All along, team doctors looked at Moore's recovery as a two-year process. And by the end of the season, Moore felt himself turning a corner physically -- which made the news tougher to take a few days before the Ravens' first minicamp in April. That's when Moore found out that Herring was being paired with Rod Woodson as safeties with the first team.

Defensive backs coach Steve Shafer dismissed Moore's placement on the depth chart at such an early date.

"I saw some good and some bad from Stevon on film from last year, and more of it was good near the end of the season, because he was healthier," Shafer said. "The depth chart means absolutely nothing right now. The only chart that means anything to me is the one that's up before that final preseason game."

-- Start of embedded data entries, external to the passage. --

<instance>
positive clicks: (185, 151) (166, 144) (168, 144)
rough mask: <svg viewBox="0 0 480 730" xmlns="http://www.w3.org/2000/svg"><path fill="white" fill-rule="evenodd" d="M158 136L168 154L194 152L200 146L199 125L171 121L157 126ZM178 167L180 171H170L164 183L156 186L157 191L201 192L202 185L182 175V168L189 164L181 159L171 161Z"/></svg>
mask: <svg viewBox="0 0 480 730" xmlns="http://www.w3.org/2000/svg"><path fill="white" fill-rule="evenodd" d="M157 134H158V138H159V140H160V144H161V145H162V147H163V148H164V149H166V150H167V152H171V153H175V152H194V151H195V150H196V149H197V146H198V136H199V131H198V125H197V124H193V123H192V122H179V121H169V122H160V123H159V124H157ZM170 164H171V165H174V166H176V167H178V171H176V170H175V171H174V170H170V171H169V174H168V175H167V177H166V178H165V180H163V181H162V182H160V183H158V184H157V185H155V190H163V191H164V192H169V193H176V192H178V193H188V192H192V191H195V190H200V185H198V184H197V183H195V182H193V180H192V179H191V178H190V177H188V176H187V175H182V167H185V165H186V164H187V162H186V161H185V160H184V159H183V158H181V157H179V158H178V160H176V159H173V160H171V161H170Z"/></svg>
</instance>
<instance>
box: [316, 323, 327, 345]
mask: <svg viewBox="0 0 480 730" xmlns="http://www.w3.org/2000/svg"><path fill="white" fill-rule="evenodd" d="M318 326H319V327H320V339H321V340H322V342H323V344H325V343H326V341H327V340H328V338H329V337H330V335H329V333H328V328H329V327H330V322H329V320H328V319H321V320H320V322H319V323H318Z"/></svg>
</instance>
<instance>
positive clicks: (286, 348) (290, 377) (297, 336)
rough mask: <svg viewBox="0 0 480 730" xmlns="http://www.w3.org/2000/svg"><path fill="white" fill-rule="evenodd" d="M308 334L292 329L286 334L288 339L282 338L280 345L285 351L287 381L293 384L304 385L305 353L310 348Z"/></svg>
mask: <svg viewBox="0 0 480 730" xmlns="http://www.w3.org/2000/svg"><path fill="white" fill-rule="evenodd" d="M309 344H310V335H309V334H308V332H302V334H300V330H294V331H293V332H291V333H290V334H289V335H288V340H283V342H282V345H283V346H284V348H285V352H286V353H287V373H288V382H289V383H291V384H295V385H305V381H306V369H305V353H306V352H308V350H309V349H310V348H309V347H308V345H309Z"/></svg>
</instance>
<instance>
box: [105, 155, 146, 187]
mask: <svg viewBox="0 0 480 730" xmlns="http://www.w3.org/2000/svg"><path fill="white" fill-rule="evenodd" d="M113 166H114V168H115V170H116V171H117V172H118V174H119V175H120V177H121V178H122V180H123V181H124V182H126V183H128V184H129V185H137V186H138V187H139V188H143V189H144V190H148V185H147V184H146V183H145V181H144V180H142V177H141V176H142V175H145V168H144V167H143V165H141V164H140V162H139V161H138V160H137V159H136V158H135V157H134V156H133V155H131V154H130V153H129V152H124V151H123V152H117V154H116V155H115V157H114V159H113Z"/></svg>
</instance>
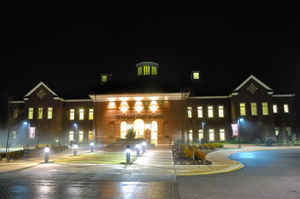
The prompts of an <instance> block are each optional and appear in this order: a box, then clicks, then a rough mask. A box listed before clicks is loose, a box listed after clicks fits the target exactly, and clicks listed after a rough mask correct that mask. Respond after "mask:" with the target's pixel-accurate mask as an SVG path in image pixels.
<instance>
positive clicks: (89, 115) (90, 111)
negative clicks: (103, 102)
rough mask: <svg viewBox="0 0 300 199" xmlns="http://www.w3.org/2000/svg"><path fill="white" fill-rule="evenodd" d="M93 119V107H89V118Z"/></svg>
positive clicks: (93, 109)
mask: <svg viewBox="0 0 300 199" xmlns="http://www.w3.org/2000/svg"><path fill="white" fill-rule="evenodd" d="M93 119H94V109H92V108H90V109H89V120H93Z"/></svg>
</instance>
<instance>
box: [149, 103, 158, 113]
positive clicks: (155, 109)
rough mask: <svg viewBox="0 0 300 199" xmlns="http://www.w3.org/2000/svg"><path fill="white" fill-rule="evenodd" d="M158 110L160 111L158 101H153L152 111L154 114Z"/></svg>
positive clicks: (150, 103)
mask: <svg viewBox="0 0 300 199" xmlns="http://www.w3.org/2000/svg"><path fill="white" fill-rule="evenodd" d="M157 109H158V106H157V102H156V101H151V103H150V110H151V111H152V112H153V113H154V112H156V111H157Z"/></svg>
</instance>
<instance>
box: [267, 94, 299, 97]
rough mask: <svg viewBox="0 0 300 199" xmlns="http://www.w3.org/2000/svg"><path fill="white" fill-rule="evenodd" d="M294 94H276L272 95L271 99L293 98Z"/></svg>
mask: <svg viewBox="0 0 300 199" xmlns="http://www.w3.org/2000/svg"><path fill="white" fill-rule="evenodd" d="M295 96H296V95H295V94H277V95H273V96H272V97H295Z"/></svg>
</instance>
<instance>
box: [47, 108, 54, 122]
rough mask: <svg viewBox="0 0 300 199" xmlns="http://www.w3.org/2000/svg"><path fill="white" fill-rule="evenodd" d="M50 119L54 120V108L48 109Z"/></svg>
mask: <svg viewBox="0 0 300 199" xmlns="http://www.w3.org/2000/svg"><path fill="white" fill-rule="evenodd" d="M47 117H48V119H49V120H51V119H52V118H53V108H52V107H48V116H47Z"/></svg>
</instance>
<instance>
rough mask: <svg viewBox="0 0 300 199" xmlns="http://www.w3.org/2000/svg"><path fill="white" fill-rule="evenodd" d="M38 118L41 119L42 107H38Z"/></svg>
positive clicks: (41, 114)
mask: <svg viewBox="0 0 300 199" xmlns="http://www.w3.org/2000/svg"><path fill="white" fill-rule="evenodd" d="M38 119H40V120H41V119H43V108H38Z"/></svg>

The Ravens are wondering if Herring is the answer, although he presents another history of injuries and is far more unproven than Moore. Herring missed most of 1998 with a shoulder injury.

"I've learned a lot about the game and the pace of the game from Stevon. I came up with him," Herring said. "He's working just as hard now as he did when he was my age. That made me work that much harder to come back from my injury."

Rest assured, Moore plans on giving the kid a run for his money. Remember, Moore spent two of his first three NFL years on injured reserve with knee injuries. That has not stopped him from racking up 777 career tackles, 10 interceptions and seven fumble recoveries.

"I'm going to prove once again that I'm driven to play at a high-intensity level. I'm going to make it tougher on the guys in front of me and the guys upstairs making the decisions," Moore said. "I'm not a selfish player, I'm a team player. But that doesn't mean I have to accept being a second-string player."

NOTES: Tight end Aaron Pierce, making a comeback after sitting out the 1998 season, missed yesterday's workout with Achilles tendinitis, and is expected to miss today's practice as well. Team owner Art Modell is wearing a soft cast to protect a broken ankle he suffered in a recent fall at his home. Wide receiver Webster Slaughter missed yesterday's workout due to prior commitments. The Ravens have four quarterbacks in camp, five if you count free-agent wide receiver Kendrick Nord, formerly a quarterback at Grambling. Nord spent part of yesterday's practice lofting some impressive 30-yard spirals to his fellow receivers.